AUSTIN, Texas — With the omicron variant now in Texas, the delta variant accounting for more than 99% of COVID-19 cases in southern states, and an increase in other respiratory viruses, local doctors are asking you to take more precautions to yourself and your family from COVID-19 this holiday season.

The best practices remain the same. Social distancing and masking are the best ways to avoid getting vaccinated for COVID-19.

dr. Katie Theoktisto is an infectious disease physician at Baylor Scott & White. She said that once you’ve become more relaxed when it comes to masks and hand washing, you should take those precautions again.

“If you haven’t worn a mask in supermarkets and other busy environments, I would start wearing a mask again, especially during the holidays. And that’s not only to prevent you from getting sick, but also to protect the loved ones and people around you. to avoid,” said Theoktisto.

Getting a booster shot has also been shown to be an effective way to fight COVID-19. Antibodies from COVID-19 infection and COVID-19 vaccines have been shown to decline over time, which is why booster shots were rolled out.

Theoktisto also said current vaccines should still be useful against the omicron variant.

“AN booster shot can definitely give you some cross-reactivity, so some immunity to that variant, even if the vaccines we have are not 100% effective or 90% effective,” Theoktisto said.

She said you can feel more confident during the holidays if you and the rest of your family are vaccinated.

“I think you can, especially if the booster shot or the first vaccination has been in the last six months,” Theoktisto said. “Some things you know you can discuss with your family members are, ‘Is anyone symptomatic?’ And if so, they may need to stay home and away from the family gathering or get tested.

She recommends getting tested for COVID-19 before traveling, especially if you have symptoms.
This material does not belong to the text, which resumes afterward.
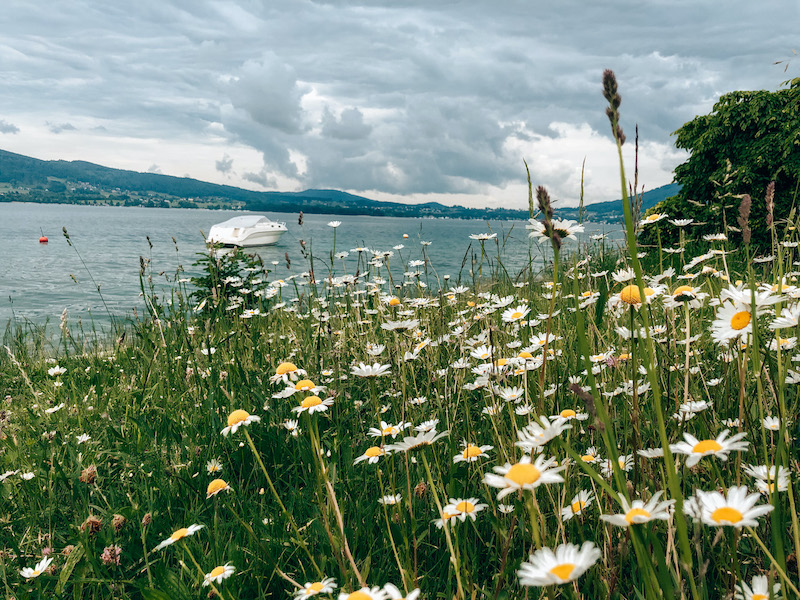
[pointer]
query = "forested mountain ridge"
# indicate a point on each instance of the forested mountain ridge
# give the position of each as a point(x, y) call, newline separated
point(28, 179)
You can also get tested for the flu, as flu rates are rising. Theoktisto said Baylor, Scott & White have seen an increase in hospitalizations for the flu and other respiratory illnesses.

She said what are normally less severe cases of these other respiratory illnesses are more serious, especially in people with weakened immune systems. She said this is because people are losing their immunity to these viruses because we’ve all been wearing masks for the past two years.
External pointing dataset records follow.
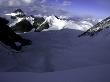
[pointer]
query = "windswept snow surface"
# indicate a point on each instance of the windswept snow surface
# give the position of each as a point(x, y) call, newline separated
point(59, 56)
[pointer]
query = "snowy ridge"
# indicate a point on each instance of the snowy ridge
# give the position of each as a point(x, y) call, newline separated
point(63, 22)
point(60, 53)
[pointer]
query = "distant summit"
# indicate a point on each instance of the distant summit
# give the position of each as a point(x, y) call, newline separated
point(97, 27)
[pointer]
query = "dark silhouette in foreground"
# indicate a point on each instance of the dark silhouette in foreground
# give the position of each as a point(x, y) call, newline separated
point(10, 38)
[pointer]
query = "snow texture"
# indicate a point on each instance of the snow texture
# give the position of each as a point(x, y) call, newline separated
point(59, 56)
She also said it’s not too late to get your flu shot.

“I’ve seen admissions for, you know, things that were normally common colds for us in the past,” Theoktisto said. “But now, because we haven’t been exposed to a lot of these in a few years, we’re reacting more harshly to them.”

General. she said it’s up to you to evaluate your risk factors this holiday season and decide what precautions you and your family will take.

“People should probably watch where they travel to,” Theoktisto said. “What are the rates of COVID there? Who are they going to expose themselves to? Are their family members vaccinated or have they been vaccinated? And so, just sort of balancing those risks.”

The CDC says the main way people become infected with COVID-19 is through exposure to respiratory droplets that carry the contagious virus. It is possible for people to become infected through contact with contaminated surfaces or objects, but the risk is generally considered to be low. Theoktisto said it’s up to you how much you want to disinfect surfaces, but the most important thing is to wash your hands and use hand sanitizer.